I wished my father would come back.
"Ha-ha," the Frenchman cried, stabbing at the mist. He had made a dagger out of bone.
My da was always very quiet and even, never any rush, just gently gently. I never had to do a thing but be with him. The Frenchman was in no way like my father. He needed every assistance and I pretended the best I could. On and on, shoes squelching, water dripping down the neck, I held out the compass like a divining rod, leading the way to nowhere. Always the queer rooty perfume of the marinated moor, bogs and boggy life: mire in the valleys, blanket bog on the higher land, marsh plume thistle, devil's bit, scabious heath, spotted orchid, saw-wort, purple moor grass, also the seething and quaking bog with a thin layer of sodden moss above black slime and water. Then finally, by chance, up from a hollow and down into a wider valley where I spied a cottage and, beyond it, tall brown reeds atop a rise. I broke into a run and I heard the great weight of the Frenchman pounding down behind me and I ran faster in my fear, and my legs were like rubber and I fell and rolled and came up running.

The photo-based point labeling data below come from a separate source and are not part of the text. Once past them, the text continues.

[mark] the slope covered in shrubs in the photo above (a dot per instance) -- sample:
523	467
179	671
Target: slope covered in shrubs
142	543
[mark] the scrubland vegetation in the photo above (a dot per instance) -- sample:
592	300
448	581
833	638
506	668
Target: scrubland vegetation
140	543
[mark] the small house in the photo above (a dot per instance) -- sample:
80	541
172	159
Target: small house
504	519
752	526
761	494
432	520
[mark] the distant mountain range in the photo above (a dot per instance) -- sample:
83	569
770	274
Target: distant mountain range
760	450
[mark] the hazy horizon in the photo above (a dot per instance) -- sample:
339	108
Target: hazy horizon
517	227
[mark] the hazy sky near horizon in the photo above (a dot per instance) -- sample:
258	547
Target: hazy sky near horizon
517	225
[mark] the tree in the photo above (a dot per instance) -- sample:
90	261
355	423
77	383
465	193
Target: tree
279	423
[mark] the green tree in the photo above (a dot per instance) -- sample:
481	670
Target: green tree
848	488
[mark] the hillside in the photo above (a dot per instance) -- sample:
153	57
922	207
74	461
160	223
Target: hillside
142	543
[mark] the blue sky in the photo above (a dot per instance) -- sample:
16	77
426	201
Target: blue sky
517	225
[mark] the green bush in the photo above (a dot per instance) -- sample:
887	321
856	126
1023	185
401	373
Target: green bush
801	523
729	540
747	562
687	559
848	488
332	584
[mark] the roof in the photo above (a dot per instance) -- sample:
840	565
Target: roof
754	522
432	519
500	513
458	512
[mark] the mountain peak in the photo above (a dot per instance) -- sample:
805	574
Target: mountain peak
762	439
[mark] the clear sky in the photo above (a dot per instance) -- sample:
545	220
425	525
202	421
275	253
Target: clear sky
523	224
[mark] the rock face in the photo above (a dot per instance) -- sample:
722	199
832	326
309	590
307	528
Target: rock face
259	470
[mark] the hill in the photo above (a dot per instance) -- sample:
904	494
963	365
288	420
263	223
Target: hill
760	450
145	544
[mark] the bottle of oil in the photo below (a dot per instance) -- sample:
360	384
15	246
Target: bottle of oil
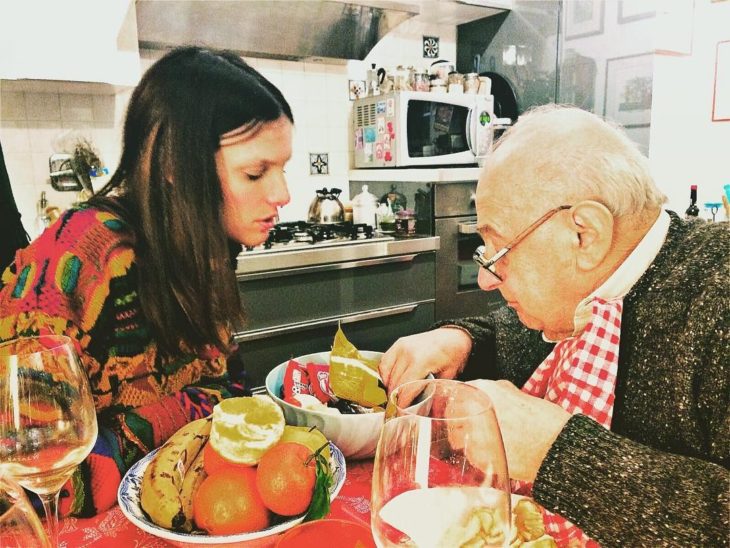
692	210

The Frenchman was upon me at the garden gate, taking my shoulder, turning me. I did not understand a word he said.
I pointed at the tall brown reeds and said "rabbit." I tried "warrener." No good. This was a warrener's cottage. We could eat rabbit. But then I saw something awful had happened here. The house was dead, abandoned. It was like the corpse of a beast set on by wild dogs, its inside pulled out and left scattered among the cauliflowers--bedding, tools, thatch. The only clue to the crime was the peat digging tools which had been broken into many pieces. It was as if the bog itself had risen against its own subjection.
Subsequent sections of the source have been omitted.